Tic-Tac-Toe AI: How to Make the Tree?
I'm having a huge block trying to understand "trees" while making a Tic-Tac-Toe bot. I understand the concept, but I can't figure out to implement them.
Can someone show me an example of how a tree should be generated for such a case? Or a good tutorial on generating trees? I guess the hard part is generating partial trees. I know how to implement generating a whole tree, 开发者_如何学Pythonbut not parts of it.
Imagine that at any point in a tic-tac-toe board, every single possible move is a branch. The current state of the board is the root. One move is a branch. Now pretend (one at a time), that each branch becomes the current state. Each possible move becomes a new branch. The leaf of the tree is when the last move is made and the board is full.
The reason you need to have a tree, is that once it is built, you need to figure out which branch has the most leaves that are 'WIN' scenarios. You build the branch of all possible outcomes, add up the total number of WINs, and then make the move that has the chance to end up with the most wins.
Make the tree something like this:
class Node {
public:
std::list< Node > m_branches;
BoardState m_board;
int m_winCount;
}
std::list< Node > tree;
Now, you iterate through the list of branches in the tree, and for each branch, iterate through its branches. This can be done with a recursive function:
int recursiveTreeWalk( std::list< Node >& partialTree)
{
for each branch in tree
if node has no branches
calculate win 1/0;
else
recursiveTreeWalk( branch );
partialTree.m_winCount = sum of branch wins;
}
// initial call
recursiveTreeWalk( tree )
Very pseudo-code.
I don't think you need to keep a tree in memory. You simply need to implement a recursive function that works something like:
Move getBestMove(Board state, boolean myTurn)

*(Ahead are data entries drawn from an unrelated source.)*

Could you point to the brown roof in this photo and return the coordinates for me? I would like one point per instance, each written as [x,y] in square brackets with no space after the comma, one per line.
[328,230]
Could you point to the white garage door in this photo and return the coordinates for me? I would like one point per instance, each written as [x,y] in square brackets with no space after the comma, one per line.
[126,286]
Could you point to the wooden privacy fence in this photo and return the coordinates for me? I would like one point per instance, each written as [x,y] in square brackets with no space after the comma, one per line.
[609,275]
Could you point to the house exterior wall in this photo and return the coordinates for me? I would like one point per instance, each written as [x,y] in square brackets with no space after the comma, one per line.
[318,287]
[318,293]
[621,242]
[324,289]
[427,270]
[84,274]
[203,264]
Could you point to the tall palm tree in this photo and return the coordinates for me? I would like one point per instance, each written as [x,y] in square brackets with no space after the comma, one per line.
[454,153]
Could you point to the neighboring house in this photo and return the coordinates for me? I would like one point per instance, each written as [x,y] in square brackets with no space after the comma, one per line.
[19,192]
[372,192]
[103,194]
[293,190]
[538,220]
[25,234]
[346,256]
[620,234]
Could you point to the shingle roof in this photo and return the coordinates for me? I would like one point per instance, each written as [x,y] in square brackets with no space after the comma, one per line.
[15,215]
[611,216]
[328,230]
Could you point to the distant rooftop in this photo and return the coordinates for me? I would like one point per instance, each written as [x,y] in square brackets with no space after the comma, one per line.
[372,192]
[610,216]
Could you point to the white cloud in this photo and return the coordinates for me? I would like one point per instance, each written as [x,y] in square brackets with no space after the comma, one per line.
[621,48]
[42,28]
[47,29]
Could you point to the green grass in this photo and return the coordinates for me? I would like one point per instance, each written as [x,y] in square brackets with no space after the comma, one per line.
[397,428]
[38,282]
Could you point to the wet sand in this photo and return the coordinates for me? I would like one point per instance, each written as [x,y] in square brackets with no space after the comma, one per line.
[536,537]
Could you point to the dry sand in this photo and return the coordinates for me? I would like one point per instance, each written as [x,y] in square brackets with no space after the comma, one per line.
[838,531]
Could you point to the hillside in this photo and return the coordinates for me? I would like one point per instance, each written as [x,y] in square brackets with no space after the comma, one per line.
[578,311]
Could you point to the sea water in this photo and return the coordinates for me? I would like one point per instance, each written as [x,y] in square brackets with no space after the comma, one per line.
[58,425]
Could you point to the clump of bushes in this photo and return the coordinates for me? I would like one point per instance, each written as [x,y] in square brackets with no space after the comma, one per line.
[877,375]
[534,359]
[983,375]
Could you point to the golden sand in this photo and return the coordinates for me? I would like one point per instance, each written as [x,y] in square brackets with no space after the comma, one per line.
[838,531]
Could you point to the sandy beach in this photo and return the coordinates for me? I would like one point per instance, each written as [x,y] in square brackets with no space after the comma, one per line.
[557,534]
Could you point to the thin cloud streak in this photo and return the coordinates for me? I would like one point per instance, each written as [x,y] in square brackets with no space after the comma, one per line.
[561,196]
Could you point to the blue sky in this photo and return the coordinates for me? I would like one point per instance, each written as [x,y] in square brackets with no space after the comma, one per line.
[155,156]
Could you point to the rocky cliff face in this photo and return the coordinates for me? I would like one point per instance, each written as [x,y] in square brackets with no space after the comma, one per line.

Then you simply recurse until you've reached a winning, losing or draw-state.
The call-stack would over time look like a tree if you drew it on paper. You should return the move that leads to a node at which the opponent (definitely / most likely) looses (even though he also plays using getBestMove)

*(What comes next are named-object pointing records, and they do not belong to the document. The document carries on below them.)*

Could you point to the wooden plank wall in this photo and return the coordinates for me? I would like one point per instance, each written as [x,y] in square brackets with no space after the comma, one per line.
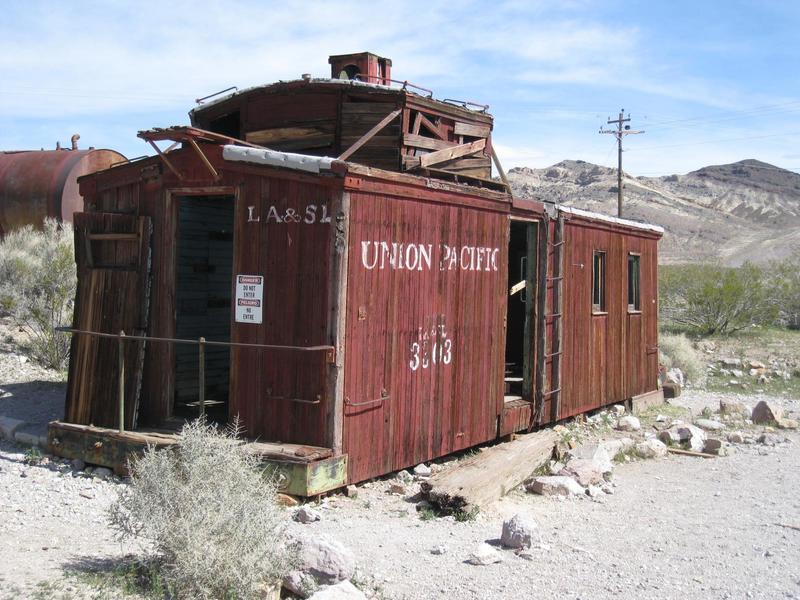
[112,296]
[607,356]
[290,245]
[396,315]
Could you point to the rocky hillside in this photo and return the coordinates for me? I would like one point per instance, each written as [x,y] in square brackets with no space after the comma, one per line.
[747,210]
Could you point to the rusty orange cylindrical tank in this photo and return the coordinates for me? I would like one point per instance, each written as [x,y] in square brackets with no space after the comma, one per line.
[37,184]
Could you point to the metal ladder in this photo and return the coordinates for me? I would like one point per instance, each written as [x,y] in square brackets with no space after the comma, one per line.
[554,314]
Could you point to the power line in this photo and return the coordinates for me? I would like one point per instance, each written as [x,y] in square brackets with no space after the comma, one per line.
[619,133]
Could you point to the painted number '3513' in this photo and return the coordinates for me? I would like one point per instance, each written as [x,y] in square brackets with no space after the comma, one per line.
[432,346]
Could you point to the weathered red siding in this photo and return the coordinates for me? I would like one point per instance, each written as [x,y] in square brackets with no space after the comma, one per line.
[445,393]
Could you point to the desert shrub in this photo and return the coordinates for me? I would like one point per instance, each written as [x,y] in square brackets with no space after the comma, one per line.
[37,287]
[676,350]
[209,511]
[708,299]
[785,289]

For a state-space as little as tic-tac-toe however, you could simply do a full look-up-table with the best moves! :-)
You might find this codeproject article interesting :
Solve Tic Tac Toe with the MiniMax algorithm
It's in C#, but it won't be any problem to adapt it in C++.

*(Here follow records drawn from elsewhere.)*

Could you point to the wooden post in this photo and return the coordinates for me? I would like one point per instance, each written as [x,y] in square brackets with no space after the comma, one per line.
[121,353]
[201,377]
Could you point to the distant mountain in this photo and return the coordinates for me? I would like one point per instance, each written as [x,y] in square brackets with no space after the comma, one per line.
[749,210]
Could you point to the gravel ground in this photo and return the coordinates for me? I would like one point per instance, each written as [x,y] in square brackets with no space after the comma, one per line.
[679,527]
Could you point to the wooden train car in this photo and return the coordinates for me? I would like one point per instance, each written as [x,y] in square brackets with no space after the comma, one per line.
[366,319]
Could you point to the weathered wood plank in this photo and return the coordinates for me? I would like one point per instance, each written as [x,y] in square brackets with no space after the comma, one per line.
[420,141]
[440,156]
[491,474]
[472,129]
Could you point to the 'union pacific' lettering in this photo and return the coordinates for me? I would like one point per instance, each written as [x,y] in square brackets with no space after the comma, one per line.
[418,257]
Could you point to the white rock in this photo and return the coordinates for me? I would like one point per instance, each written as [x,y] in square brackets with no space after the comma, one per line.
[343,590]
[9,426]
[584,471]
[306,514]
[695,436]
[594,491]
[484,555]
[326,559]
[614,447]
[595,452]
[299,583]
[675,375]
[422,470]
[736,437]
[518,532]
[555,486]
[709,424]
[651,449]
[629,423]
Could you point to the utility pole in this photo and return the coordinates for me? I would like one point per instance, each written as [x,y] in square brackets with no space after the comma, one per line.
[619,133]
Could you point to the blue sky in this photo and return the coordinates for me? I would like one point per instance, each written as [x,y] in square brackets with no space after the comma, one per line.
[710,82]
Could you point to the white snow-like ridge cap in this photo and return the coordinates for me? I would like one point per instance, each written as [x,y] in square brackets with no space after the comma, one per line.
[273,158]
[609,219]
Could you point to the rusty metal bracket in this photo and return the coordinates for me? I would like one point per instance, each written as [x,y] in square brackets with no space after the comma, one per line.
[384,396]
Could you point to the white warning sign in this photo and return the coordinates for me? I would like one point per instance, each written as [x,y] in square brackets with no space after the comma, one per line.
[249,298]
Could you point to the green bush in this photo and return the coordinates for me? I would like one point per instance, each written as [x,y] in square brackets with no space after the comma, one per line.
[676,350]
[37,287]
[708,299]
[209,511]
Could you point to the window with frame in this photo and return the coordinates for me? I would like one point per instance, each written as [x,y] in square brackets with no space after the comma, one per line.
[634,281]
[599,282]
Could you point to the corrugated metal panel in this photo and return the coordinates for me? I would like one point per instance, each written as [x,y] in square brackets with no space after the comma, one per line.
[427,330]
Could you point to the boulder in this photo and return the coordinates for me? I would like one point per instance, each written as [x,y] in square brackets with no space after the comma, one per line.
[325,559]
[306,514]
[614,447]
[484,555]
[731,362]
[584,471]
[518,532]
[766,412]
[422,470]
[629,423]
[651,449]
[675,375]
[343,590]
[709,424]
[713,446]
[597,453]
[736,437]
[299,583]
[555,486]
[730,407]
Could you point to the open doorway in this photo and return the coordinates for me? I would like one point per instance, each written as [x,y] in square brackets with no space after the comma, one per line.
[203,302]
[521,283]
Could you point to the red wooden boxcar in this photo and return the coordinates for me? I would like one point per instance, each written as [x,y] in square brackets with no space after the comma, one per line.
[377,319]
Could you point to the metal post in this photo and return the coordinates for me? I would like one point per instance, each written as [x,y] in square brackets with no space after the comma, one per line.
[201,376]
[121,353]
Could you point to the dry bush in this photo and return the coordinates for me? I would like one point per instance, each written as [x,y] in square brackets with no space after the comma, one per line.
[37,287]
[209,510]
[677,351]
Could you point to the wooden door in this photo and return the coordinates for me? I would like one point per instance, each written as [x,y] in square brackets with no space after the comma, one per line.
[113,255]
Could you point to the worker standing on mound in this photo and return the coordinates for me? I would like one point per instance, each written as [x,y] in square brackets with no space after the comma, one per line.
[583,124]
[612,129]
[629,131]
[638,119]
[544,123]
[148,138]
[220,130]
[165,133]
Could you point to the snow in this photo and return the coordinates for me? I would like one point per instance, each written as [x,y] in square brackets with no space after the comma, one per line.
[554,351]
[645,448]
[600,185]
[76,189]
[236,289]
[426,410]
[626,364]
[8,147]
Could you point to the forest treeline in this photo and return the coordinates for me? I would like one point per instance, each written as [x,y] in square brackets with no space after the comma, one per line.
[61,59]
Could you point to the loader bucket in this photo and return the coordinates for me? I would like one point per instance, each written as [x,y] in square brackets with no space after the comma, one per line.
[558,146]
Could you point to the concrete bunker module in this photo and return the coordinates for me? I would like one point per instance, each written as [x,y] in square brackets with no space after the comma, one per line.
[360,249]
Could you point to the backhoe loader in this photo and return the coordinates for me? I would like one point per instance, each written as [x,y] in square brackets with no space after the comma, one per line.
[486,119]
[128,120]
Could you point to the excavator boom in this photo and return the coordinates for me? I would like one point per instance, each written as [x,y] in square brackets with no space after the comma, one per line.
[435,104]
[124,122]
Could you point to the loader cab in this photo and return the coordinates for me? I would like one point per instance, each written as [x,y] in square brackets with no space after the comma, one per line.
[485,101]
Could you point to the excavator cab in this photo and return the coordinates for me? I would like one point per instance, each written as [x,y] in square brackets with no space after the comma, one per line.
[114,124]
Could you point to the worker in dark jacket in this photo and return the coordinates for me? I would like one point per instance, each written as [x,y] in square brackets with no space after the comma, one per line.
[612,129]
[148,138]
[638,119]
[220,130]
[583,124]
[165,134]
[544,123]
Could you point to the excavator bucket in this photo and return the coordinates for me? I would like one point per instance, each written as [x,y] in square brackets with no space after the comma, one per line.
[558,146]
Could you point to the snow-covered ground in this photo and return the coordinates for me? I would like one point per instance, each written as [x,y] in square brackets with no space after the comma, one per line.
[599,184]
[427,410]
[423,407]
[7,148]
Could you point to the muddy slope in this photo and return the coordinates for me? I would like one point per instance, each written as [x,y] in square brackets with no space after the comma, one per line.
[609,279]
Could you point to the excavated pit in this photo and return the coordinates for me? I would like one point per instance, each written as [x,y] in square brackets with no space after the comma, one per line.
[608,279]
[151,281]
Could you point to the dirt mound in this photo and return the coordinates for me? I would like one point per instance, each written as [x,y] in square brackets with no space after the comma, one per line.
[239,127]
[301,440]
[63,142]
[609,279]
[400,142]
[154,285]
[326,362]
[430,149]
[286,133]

This article was also a good read for me when I tried to implement my first Tic-Tac-Toe game in C++ :
Minimax Explained
If you want to generate the tree in memory (which is not necessary), perhaps an algorithm like the following could be used (pseudo-code):
GenTree(State s):
T <- empty tree // T is a tree of States
SetRoot(T, s)
ForEach (s' in Successors(s)):
AddChild(T, GenTree(s'))
return T
// Call it
GenTree(currentMove)
where
Successors(s) // returns a list of successor states of s
AddChild(p, n) // adds n to the list of p's children
Implementing the Tic Tac Toe game is probably the simplest problem to solve in terms of AI and search space.
The key is to approach the problem with Minimax, Iterative deepening Depth-first search and Alpha-beta pruning algorithms.
Here's my implementation of the game in Python, which is only ~200 lines of code and has the capability to play a game as Human vs. Human
, Human vs. Computer
, and Computer vs. Computer
. It also keeps the statistics on depths and number of nodes reached/pruned leading up to the best move.
I highly recommend edX.org
Artificial Intelligence course, which gives the the fundamental knowledge on current AI topics and solutions.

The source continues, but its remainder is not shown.